The recent incident involving an exploit on Meta Pool has drawn attention in the DeFi community. While the potential loss was significant, the actual theft was much lower.
Incident Details
On Tuesday, October 10, Meta Pool reported a theft attempt where the hacker exploited the 'fast unstake functionality' to mint 9,705 mpETH tokens valued at nearly $27 million. However, due to limited liquidity and swift team action, the hacker managed to convert only a fraction of these tokens into 52.5 ETH, worth just over $132,000.
Vulnerability in the Contract
According to blockchain security firm PeckShield, the vulnerability arose from a critical bug in the staking contract's ERC4626 mint() function. This flaw allowed the attacker to mint mpETH tokens without any cost.

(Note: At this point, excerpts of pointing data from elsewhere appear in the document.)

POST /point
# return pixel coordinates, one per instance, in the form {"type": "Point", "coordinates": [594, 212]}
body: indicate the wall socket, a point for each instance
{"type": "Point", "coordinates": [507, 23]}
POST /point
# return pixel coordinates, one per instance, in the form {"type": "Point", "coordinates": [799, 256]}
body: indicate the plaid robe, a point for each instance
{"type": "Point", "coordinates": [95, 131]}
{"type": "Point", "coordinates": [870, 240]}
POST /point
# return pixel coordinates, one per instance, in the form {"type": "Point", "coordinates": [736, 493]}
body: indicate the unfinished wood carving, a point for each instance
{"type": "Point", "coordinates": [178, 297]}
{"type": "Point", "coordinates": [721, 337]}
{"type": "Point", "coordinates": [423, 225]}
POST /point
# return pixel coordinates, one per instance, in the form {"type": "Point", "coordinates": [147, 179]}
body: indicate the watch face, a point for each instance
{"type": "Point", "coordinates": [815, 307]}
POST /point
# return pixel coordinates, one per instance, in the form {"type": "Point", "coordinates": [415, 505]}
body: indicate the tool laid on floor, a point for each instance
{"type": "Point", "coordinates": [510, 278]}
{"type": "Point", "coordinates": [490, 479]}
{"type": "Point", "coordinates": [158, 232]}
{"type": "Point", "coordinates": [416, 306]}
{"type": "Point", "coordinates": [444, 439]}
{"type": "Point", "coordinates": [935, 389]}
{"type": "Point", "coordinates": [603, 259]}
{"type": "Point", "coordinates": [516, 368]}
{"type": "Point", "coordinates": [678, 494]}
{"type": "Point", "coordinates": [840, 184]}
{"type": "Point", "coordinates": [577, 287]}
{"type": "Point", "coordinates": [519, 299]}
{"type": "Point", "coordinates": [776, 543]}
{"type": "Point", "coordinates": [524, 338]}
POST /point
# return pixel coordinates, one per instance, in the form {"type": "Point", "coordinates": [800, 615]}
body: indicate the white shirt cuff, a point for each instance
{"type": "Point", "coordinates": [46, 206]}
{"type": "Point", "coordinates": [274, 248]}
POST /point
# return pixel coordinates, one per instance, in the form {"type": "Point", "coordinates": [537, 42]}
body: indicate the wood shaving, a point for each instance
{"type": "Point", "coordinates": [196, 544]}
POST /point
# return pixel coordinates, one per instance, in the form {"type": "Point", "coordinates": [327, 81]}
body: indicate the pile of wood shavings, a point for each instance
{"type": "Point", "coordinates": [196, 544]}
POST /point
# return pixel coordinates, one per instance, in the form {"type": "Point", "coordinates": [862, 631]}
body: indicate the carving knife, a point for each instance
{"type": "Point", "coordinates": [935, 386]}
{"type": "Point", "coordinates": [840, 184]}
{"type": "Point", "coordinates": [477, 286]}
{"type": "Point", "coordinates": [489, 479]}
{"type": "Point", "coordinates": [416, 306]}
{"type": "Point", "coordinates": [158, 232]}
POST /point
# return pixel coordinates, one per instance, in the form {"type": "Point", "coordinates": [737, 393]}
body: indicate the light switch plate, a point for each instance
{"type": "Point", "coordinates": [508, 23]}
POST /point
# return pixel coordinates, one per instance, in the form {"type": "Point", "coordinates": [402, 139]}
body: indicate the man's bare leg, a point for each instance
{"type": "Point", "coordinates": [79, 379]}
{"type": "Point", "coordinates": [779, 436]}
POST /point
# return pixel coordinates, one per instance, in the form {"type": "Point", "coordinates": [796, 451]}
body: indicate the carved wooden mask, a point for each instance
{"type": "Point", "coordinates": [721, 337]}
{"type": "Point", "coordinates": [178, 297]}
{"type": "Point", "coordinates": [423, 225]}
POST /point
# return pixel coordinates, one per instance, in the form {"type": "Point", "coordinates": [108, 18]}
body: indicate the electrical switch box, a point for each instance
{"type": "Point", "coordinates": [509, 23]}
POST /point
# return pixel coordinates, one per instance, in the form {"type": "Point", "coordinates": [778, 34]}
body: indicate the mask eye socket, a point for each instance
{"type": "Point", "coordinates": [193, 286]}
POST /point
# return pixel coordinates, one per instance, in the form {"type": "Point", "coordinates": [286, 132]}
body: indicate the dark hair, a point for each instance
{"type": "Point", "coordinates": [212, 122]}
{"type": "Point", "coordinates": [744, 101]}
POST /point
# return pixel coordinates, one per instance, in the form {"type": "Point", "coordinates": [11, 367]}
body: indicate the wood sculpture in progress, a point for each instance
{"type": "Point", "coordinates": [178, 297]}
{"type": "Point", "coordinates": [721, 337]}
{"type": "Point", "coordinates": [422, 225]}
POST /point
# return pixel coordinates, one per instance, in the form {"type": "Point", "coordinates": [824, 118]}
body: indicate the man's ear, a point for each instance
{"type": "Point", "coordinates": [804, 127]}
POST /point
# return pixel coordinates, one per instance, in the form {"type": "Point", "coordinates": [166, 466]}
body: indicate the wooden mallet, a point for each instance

However, due to the low liquidity of mpETH, the hacker's ability to convert the minted tokens into ETH was significantly limited.
Rising Exploit Cases in DeFi
The Meta Pool incident is part of a growing trend of exploit cases on DeFi platforms this month. For instance, on June 6, Bitcoin-based platform Alex Protocol lost $8.3 million due to a self-listing flaw, and Taiwan-based exchange BitoPro reported an $11.5 million hot wallet breach from May 8. These events highlight the need for rigorous security protocols in DeFi.
The Meta Pool incident serves as a reminder of the critical importance of security in the DeFi space. Despite securing users' assets in this case, the risks in the industry remain, necessitating stricter safety measures.